I'm using GDAL in Python to reproject rasters. I'd like to be able to take an existing raster, and project it into a new raster to my projection and output pixel size of choice.

I'm worried about how to calculate the bounding box in projected coordinates that I will in turn base the geotransform off of. gdal has a function called gdal.AutoCreateWarpedVRT that apparently creates a memory raster that I can then directly read the geotransform from. But I sometimes have VERY large rasters that don't even fit in main memory, I'd hate to create a memory based raster just to get the geotransform.

Is it sufficient to transform the vertices of the original bounding box into the projected coordinate system and then somehow make that box a square? (I'm sure the box will be distorted.)

  • 2
    Yes (with conditions). Take the bounding box, regardless of what coordinate system the raster currently is in it will be a rectangle, then project the 4 coordinates to give your output extent... sort of. Some projections swell in the centre (like geographic to mercator) in these cases extra points are needed in the middle of the box; to overcome odd shapes at least add a point on the edge in the middle of each of the corners though it would be best to densify (add a vertex every 10 pixels or so) the lines then get the envelope min/max from all the points. Oct 1, 2015 at 22:16
  • Thanks @MichaelMiles-Stimson, I ended up doing what you suggested; making a 8 point bounding box (4 on the corners, for in the middle of the edges), reprojecting each point, then defining the bounding box as a box that captures all 8 transformed points. Any chance you can post this answer so I can mark it correct?
    – Rich
    Oct 9, 2015 at 20:27
  • Pretty much what AndreJ said in his answer. It would be nice to have some working code though, Andre is using command line utilities which can be done using subprocess.popen; regardless of method the result is the same. At the moment I'm too busy write, code and reference an answer so I would support this one or write your own with code example. Oct 11, 2015 at 22:23
  • Thanks @michael-miles-stimson, I posted the code I ended up writing that works on any number of edge sample points.
    – Rich
    Jun 6, 2016 at 21:59
  • I guess this depends on what you're using the bounding box for, but if you're checking whether points lie within it, then it might make more sense to make a function that projects the points into the CRS, then checks them against the orthogonal box.
    – naught101
    Mar 13, 2019 at 6:11

2 Answers 2


A safe way to get the exact new extent is to

  1. create a polygon from the raster extent with gdaltindex
  2. densify the polygon geometry
  3. reproject the polygon to the target CRS with ogr2ogr
  4. calculate the extent in the new CRS
  • Thanks @AndreJ, if you don't mind, I posted what I ended up using which procedurally samples each edge of the bounding polygon, projects those points, then finds the tightest bounding box there. It's a little more data light since it doesn't need to densify a polygon nor make any intermediate files and also works directly in Python/GDAL.
    – Rich
    Jun 6, 2016 at 22:07

It's been a few months since I posted this. @michael-miles-stimson suggested that the correct way to do this would be to sample points along each edge of the bounding box, project them, then build an encompassing bounding box on those points. The drop-in Python/GDAL code below does this and allows you to select the number of interpolating points you'd like to sample along the edge.

import numpy
from osgeo import osr

def transform_bounding_box(
        bounding_box, base_epsg, new_epsg, edge_samples=11):
    """Transform input bounding box to output projection.

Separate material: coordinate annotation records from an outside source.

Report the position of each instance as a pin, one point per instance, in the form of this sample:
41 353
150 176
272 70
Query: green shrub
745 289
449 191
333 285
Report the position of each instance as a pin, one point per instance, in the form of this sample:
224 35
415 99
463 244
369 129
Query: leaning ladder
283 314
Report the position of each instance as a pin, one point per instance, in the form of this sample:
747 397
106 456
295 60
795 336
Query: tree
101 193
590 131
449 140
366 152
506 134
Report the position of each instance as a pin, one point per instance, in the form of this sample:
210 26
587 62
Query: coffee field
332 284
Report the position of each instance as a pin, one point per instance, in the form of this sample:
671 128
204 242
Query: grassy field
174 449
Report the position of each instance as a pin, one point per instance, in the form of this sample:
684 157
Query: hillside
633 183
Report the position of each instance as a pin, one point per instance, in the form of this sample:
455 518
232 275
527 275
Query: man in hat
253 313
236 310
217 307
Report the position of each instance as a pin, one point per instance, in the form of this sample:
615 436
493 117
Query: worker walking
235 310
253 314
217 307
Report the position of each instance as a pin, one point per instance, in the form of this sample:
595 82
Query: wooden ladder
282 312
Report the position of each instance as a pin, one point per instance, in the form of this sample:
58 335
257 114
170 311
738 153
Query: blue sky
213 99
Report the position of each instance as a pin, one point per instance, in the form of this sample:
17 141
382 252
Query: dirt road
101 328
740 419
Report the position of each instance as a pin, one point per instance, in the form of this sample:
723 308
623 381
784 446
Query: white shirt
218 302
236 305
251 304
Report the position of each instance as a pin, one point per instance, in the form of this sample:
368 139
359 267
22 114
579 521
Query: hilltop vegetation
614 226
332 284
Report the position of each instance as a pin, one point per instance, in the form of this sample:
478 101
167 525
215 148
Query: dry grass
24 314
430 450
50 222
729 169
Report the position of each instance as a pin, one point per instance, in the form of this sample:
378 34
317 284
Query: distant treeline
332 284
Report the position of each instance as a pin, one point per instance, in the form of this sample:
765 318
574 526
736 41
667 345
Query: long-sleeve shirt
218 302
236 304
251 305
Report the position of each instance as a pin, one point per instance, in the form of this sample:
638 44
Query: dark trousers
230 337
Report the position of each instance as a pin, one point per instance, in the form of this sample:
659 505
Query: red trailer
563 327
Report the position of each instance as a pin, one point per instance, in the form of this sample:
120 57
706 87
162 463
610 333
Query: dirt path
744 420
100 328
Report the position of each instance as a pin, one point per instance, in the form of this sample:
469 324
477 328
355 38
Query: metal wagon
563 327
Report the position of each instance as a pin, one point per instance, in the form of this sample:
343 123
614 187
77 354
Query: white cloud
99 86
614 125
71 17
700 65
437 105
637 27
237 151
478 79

    This transform accounts for the fact that the reprojected square bounding
    box might be warped in the new coordinate system.  To account for this,
    the function samples points along the original bounding box edges and
    attempts to make the largest bounding box around any transformed point
    on the edge whether corners or warped edges.

        bounding_box (list): a list of 4 coordinates in `base_epsg` coordinate
            system describing the bound in the order [xmin, ymin, xmax, ymax]
        base_epsg (int): the EPSG code of the input coordinate system
        new_epsg (int): the EPSG code of the desired output coordinate system
        edge_samples (int): the number of interpolated points along each
            bounding box edge to sample along. A value of 2 will sample just
            the corners while a value of 3 will also sample the corners and
            the midpoint.

        A list of the form [xmin, ymin, xmax, ymax] that describes the largest
        fitting bounding box around the original warped bounding box in
        `new_epsg` coordinate system.
    base_ref = osr.SpatialReference()

    new_ref = osr.SpatialReference()

    transformer = osr.CoordinateTransformation(base_ref, new_ref)

    p_0 = numpy.array((bounding_box[0], bounding_box[3]))
    p_1 = numpy.array((bounding_box[0], bounding_box[1]))
    p_2 = numpy.array((bounding_box[2], bounding_box[1]))
    p_3 = numpy.array((bounding_box[2], bounding_box[3]))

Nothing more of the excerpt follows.